Synthesis and characterisation of organometallic charge-transfer salts containing the bis(benzene)molybdenum radical cation
Abstract
The salt [Mo(η-C6H6)2][PF6] has been prepared by iodine oxidation of [Mo(η-C6H6)2] followed by metathesis with NaPF6. The cyclic voltammogram of [Mo(η-C6H6)2][PF6] in MeCN exhibits a reversible redox couple (E½) at –730 mV vs. a saturated calomel electrode (SCE). The solid-state room-temperature EPR spectrum exhibits an isotropic resonance centred at g= 1.993 which is consistent with an assignment of a 2A1g ground state for the 17-electron [Mo(η-C6H6)2]+ radical cation.
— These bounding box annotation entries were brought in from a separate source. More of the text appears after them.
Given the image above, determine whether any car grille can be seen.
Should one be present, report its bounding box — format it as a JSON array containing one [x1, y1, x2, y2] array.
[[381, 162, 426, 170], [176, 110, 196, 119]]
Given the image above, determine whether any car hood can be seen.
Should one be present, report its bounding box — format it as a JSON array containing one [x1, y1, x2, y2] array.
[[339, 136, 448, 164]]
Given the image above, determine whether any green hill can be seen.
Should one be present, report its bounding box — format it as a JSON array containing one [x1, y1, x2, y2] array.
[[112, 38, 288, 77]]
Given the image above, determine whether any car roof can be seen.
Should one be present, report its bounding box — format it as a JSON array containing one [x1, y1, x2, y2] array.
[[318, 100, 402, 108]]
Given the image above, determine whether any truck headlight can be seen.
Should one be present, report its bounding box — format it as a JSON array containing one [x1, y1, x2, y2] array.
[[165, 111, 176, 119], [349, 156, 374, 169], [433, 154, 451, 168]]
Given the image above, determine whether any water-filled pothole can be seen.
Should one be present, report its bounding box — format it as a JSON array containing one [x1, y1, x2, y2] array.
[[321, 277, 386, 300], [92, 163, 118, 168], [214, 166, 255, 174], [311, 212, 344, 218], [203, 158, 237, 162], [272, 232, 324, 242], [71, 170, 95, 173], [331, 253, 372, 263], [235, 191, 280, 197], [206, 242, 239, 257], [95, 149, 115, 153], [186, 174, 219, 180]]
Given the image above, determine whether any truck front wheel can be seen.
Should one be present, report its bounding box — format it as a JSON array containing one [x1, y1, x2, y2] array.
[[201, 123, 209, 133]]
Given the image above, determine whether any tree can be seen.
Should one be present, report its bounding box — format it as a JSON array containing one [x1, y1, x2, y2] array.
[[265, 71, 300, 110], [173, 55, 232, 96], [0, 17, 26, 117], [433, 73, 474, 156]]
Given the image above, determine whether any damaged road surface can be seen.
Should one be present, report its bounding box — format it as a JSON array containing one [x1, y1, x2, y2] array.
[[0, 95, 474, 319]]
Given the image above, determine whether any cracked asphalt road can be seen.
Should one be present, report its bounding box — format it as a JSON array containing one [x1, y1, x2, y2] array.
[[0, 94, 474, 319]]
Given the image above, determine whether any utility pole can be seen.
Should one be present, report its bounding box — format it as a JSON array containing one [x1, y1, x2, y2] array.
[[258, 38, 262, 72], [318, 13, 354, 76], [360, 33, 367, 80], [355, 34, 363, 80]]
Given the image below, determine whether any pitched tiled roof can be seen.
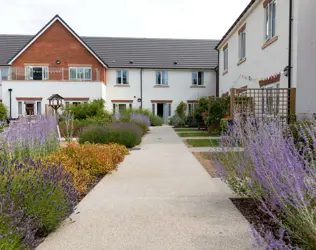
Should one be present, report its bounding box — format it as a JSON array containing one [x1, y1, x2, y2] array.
[[0, 35, 218, 69]]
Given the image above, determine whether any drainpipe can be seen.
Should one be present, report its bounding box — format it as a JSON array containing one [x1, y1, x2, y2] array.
[[288, 0, 293, 88], [8, 89, 12, 119], [140, 68, 143, 109], [215, 49, 219, 97]]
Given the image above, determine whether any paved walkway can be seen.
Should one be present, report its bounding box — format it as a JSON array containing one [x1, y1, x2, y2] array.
[[38, 127, 252, 250]]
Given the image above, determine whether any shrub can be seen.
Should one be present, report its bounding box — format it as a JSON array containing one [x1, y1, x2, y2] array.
[[65, 99, 111, 123], [130, 113, 151, 134], [169, 115, 185, 128], [48, 144, 128, 195], [0, 116, 59, 162], [212, 115, 316, 249], [0, 103, 8, 120], [150, 115, 164, 126], [79, 123, 143, 148], [0, 160, 77, 249]]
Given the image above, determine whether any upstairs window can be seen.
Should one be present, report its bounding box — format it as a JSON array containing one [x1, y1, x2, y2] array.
[[69, 67, 92, 81], [0, 68, 9, 81], [192, 71, 204, 86], [264, 0, 276, 41], [25, 66, 48, 80], [239, 30, 246, 60], [224, 47, 228, 71], [116, 70, 128, 84], [156, 71, 168, 85]]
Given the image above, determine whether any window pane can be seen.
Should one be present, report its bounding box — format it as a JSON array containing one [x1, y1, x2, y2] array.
[[116, 70, 122, 84], [84, 68, 92, 80], [270, 2, 276, 38], [119, 104, 126, 113], [192, 72, 198, 85], [122, 70, 128, 84], [162, 71, 168, 85], [36, 102, 42, 115], [156, 71, 161, 84], [152, 103, 156, 115], [0, 68, 9, 80], [69, 68, 77, 80], [77, 68, 84, 80], [265, 5, 269, 40], [18, 102, 22, 115]]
The salt [Mo(η-C6H6)2][FeBr4] has been synthesised from [NEt4][FeBr4] and [Mo(η-C6H6)2][PF6]. It crystallises in the orthorhombic space group Pbca, a= 18.527(17), b= 12.521(5), c= 14.915(6)Å; R and R′= 0.051 and 0.059. The salt [Mo(η-C6H6)2][FeBr4] consists of segregated chains of cations and anions. The solid-state room-temperature EPR spectrum exhibits two resonances centred at g= 1.987 and 2.008 assignable to the cation and anion respectively. The solid-state magnetic susceptibility data for [Mo(η-C6H6)2][FeBr4] can be fitted to the Curie–Weiss law between 40 and 300 K with C= 3.93 and θ=–5.4 K. Below 15 K the [FeBr4]– anion sub-lattice orders antiferromagnetically leaving a magnetic susceptibility which is dominated by the [Mo(η-C6H6)2]+ cations.